Je nach den Umständen des Ein­zel­falls, ins­be­son­dere bei dau­er­haf­ter Ar­beits­lo­sig­keit oder aber bei nicht be­ste­hen­den Aus­sich­ten auf eine künf­tige Stei­ge­rung des Ein­kom­mens, kann auch eine nur teil­weise Auf­sto­ckung an­ge­mes­sen sein, um die Ab­fin­dung auf einen länge­ren Zeit­raum zu ver­tei­len. Diese vor­nehm­lich für den Ehe­gat­ten­un­ter­halt auf­ge­stell­ten Grundsätze gel­ten ent­spre­chend auch für die Be­mes­sung des Un­ter­halts­be­darfs von Kin­dern nach der Düssel­dor­fer Ta­belle.

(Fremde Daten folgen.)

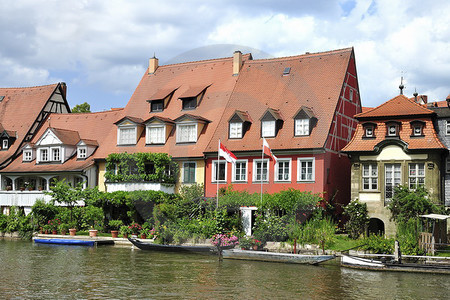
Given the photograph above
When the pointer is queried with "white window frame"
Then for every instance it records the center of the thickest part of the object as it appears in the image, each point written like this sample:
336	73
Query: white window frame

Denn ver­gleich­bar mit dem Ehe­gat­ten­un­ter­halt wird der Un­ter­halts­be­darf von wirt­schaft­lich nicht selbständi­gen Kin­dern re­gelmäßig vom Ein­kom­men des Un­ter­halts­pflich­ti­gen ab­ge­lei­tet.

Das Be­ru­fungs­ur­teil ent­sprach den ge­nann­ten Maßstäben. Das OLG ging da­von aus, dass das Ein­kom­men des Klägers ge­genüber sei­nem früheren Ein­kom­men um etwa ein Drit­tel ge­sun­ken war. Da­mit war eine Auf­sto­ckung des ge­sun­ke­nen Ein­kom­mens an­ge­zeigt. Auch der Um­fang der Her­an­zie­hung hielt sich im zulässi­gen Rah­men ei­ner ta­trich­ter­li­chen An­ge­mes­sen­heits­be­trach­tung.

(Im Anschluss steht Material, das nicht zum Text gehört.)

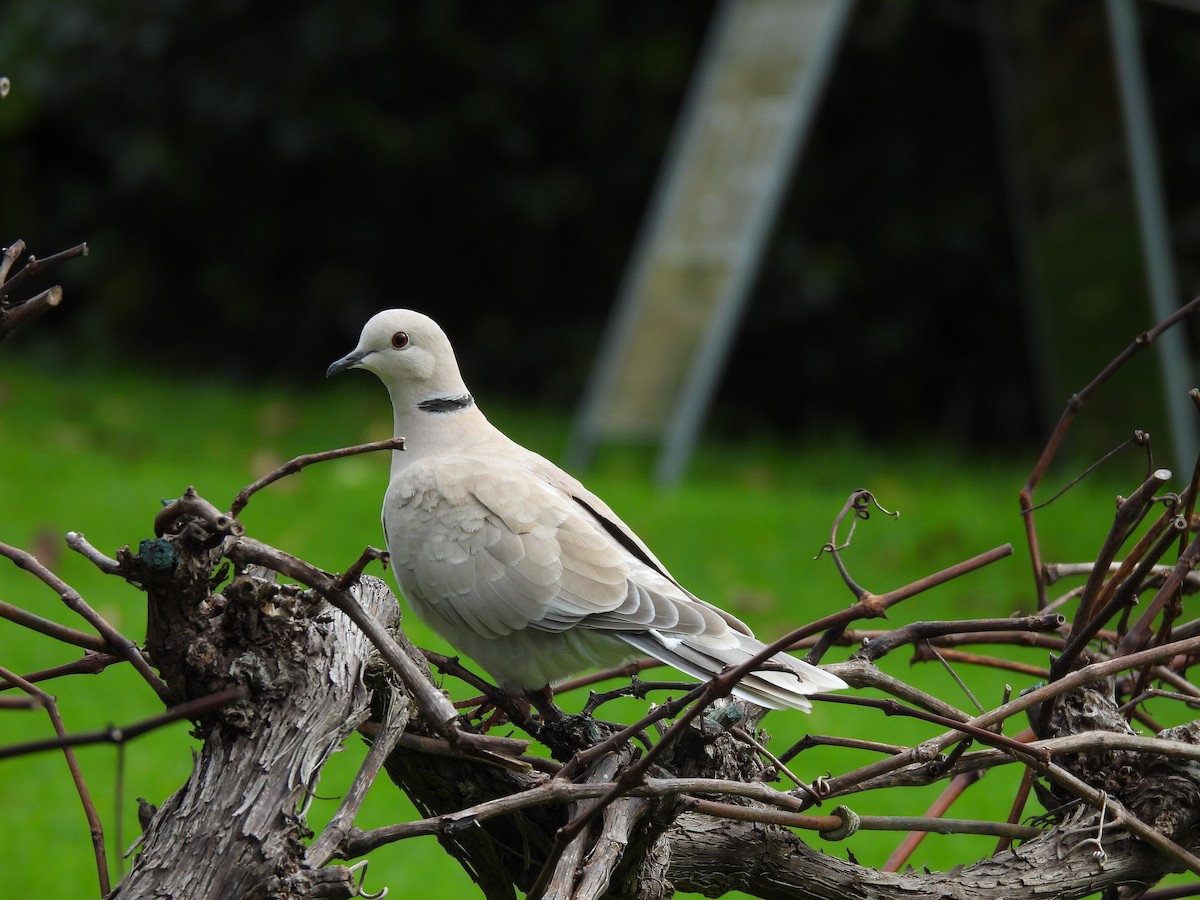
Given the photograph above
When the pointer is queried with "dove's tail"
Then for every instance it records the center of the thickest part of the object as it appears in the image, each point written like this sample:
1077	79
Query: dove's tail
783	685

Das OLG hatte den Un­ter­halts­be­darf aus­ge­hend von dem um die Ab­fin­dung auf­ge­stock­ten Ein­kom­men nach der Düssel­dor­fer Ta­belle be­mes­sen. Für den jüngs­ten Sohn, der erst seit Sep­tem­ber 2009 in die dritte Al­ters­stufe fiel, hatte es für die Zeit zu­vor einen Pro­zent­satz von 144,7 er­rech­net und die­sen für die Zeit ab Sep­tem­ber 2009 eben­falls auf 150,1 % be­mes­sen. Dies war zwar recht­lich be­denk­lich, denn die Um­rech­nung dy­na­mi­sier­ter Ti­tel über den Kin­des­un­ter­halt zum 1.1.2008 nach § 36 Nr. 3 Satz 4 lit. a EG­ZPO in einen Pro­zent­satz des Min­dest­un­ter­halts nach § 1612 a BGB hat für je­des Kind ge­son­dert zu er­fol­gen. Sie er­gibt be­zo­gen auf den 1.1.2008 nur einen ein­heit­li­chen Pro­zent­satz, der so­dann auch An­wen­dung fin­det, wenn das Kind in eine höhere Al­ters­stufe wech­selt. Letzt­lich wirkte sich die­ser Feh­ler aber im Er­geb­nis nicht aus.